Written by the editors at Bamfacts - Dec. 23, 2017
The Boston Massacre was a protest by Americans against the British, that occurred on March 5th, 1770. It was the event that sparked the American Revolution.
After defeating France in the Seven Years' War aka French and Indian War (1756 - 1763), England was in great financial dept.
To cope with the dept during the war, Great Britain had imposed many taxes on its citizens in its homeland. These taxes were obviously unpopular and undesired by the population. Therefore, the British government and King George III feared that further taxation on the homeland would lead to protests, revolts, and chaos.
The solution was to increase the taxes of the American colonies, who in the eyes of the British government were paying absurdly low taxes.
The first tax increase, the Sugar Act (also called the Plantation Act or the Revenue Act), was issued in April 1764. Its goal was to restrict the import of sugar, molasses, coffee, and others (a) to only British companies, by reducing the tax on British products and raising taxes on foreign products.
Even though the British had reduced the taxes on their products, they were still more expensive than other foreign products before the Sugar Act.
The Sugar Act also set out to prevent corruption of customs officials and illegal smuggling of products affected by the act. It did such by establishing a special court (admiralty court) to prosecute customs officials accused of accepting bribes, so that they wouldn't be tried by the American courts, which often were in favor of smuggling attempts.

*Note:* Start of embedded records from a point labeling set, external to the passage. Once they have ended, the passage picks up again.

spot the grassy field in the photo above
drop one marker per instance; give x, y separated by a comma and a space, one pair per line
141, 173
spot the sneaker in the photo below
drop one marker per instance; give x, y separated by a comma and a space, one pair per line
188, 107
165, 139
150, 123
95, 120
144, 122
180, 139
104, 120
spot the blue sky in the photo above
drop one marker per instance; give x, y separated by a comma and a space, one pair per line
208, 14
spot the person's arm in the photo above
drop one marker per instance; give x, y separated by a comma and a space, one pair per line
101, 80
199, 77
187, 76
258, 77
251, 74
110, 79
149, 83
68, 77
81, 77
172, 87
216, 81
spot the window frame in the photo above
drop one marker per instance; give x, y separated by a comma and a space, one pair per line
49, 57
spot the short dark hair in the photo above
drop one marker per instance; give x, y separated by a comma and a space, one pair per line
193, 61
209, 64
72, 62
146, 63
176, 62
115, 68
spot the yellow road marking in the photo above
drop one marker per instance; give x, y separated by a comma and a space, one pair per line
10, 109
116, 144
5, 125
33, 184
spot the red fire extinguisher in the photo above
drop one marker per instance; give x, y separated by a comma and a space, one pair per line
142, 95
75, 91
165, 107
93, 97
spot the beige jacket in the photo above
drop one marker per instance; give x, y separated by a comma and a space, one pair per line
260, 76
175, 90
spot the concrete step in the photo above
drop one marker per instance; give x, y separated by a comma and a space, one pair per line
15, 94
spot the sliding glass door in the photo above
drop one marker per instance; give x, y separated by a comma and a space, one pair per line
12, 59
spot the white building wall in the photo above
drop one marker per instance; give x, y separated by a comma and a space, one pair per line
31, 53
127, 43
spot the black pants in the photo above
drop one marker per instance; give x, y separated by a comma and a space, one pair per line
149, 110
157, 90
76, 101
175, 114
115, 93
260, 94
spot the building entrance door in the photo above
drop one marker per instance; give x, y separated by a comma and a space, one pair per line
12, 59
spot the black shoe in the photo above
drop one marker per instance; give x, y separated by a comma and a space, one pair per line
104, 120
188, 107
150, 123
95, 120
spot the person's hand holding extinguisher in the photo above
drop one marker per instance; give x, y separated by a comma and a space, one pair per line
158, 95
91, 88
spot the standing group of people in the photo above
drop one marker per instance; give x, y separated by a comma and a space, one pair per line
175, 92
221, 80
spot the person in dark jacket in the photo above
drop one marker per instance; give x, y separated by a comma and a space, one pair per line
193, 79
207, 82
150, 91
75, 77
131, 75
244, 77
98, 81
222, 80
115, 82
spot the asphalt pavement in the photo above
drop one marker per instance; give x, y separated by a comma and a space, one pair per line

(Additional information about the Sugar Act can be found in a link in the bibliography, although it is not necessary to know further for understanding the Boston Massacre (b))
England had also stationed British soldiers in its American colonies during the war, as to prevent France from taking them over (if France had taken over the colonies, it could have potentially used the colonies as leverage against the British).
Since England couldn't afford to pay the pensions of its soldiers were they to return to the homeland, it decided to extend their duty so that they would remain in the colonies. England would later start sending the rest of its army, which had actually fought in the war, to the colonies in 1768 (this will be mentioned in more detail further down in the article).
In 1765 the Quartering Act was issued. The Quartering Act required colonial governments to organize housing, food, and supplies for the troops. Soldiers were sent to sleep in old warehouses and buildings, inns, and factories. Private homes were also used if other housing options weren't available (although that almost never was the case).
In 1765, the British parliament passed the Stamp Act. The Stamp Act was created with the sole purpose of generating revenue. It stated that 55 different types of documents (e.x. newspapers, contracts, playing cards, etc. (d)) must bear a special stamp, which had to be purchased from a British stamp office.
The Stamp Act was very unpopular among the colonies. In fact, it was so unpopular, that it was repealed in 1766 due to frequent protests and riots.
(A few other acts were passed during this time. A comprehensive timeline of all acts can be found in a link in the bibliography, however, these acts are not relevant to the background of the Boston Massacre. (d))
In 1767, the Townshend Acts were passed. The Townshend Acts consisted of five acts (more info (e)), four of which were passed in 1767, and one in 1768. Like the Stamp Act, the Townshend Acts were created with the goal of generating revenue.
The Townshend Acts placed a tax on items imported from Great Britain, such as glass, lead, paper, tea, and many others. The difference between the Townshend Acts and Stamp Act was that the Townshend Acts taxed colonists indirectly, whereas the Stamp Act required colonists to go to a stamping office and physically give money to a British official.
Despite a more subtle way of collecting taxes, colonists became very unrest with the Townshend Acts.
In 1768, the rest of the army started arriving at the American colonies. England's excuse to the public was that the colonists required protection from Indians or the recently occupied French colonies (in reality, the British wanted to evade paying their soldiers' pensions during its financial crisis). The soldiers were still used to keep riots under control, and to protect British officials living in the colonies.
Soon, the colonies became flooded with British troops (by 1770 every third person in Boston was a British soldier (f)).
While off duty, soldiers were allowed to assume part-time jobs. Conflicts often occurred between soldiers and unemployed Americans.
At this point, colonists were infuriated on multiple levels. The colonies had to pay taxes to a country that didn't represent their in Parliament, there were many, many soldiers roaming the streets of the cities, and, soldiers were taking jobs that would normally be taken by the colonists.
The Boston Massacre
The Boston Massacre occurred on the 5th of March, 1770, in front of the Custom House in Boston, Massachusetts.
It started when civilians started teasing soldiers. The situation escalated when more civilians gathered and started to through snowballs at the soldiers. The soldiers requested backup, and soon after, a fight ensued.
Two of the soldiers fired into the crowd. Three people died instantly, and two more died later of their injuries. Six other people were injured as a result of the shooting.
We recommend this short documentary by History.com to get a concept of what the Boston Massacre looked like.
The soldiers involved in the incident were put on trial. Only the two who had fired into the crowd were found guilty.
Paul Revere, a famous patriot of the American Revolution, witnessed the Boston Massacre first hand.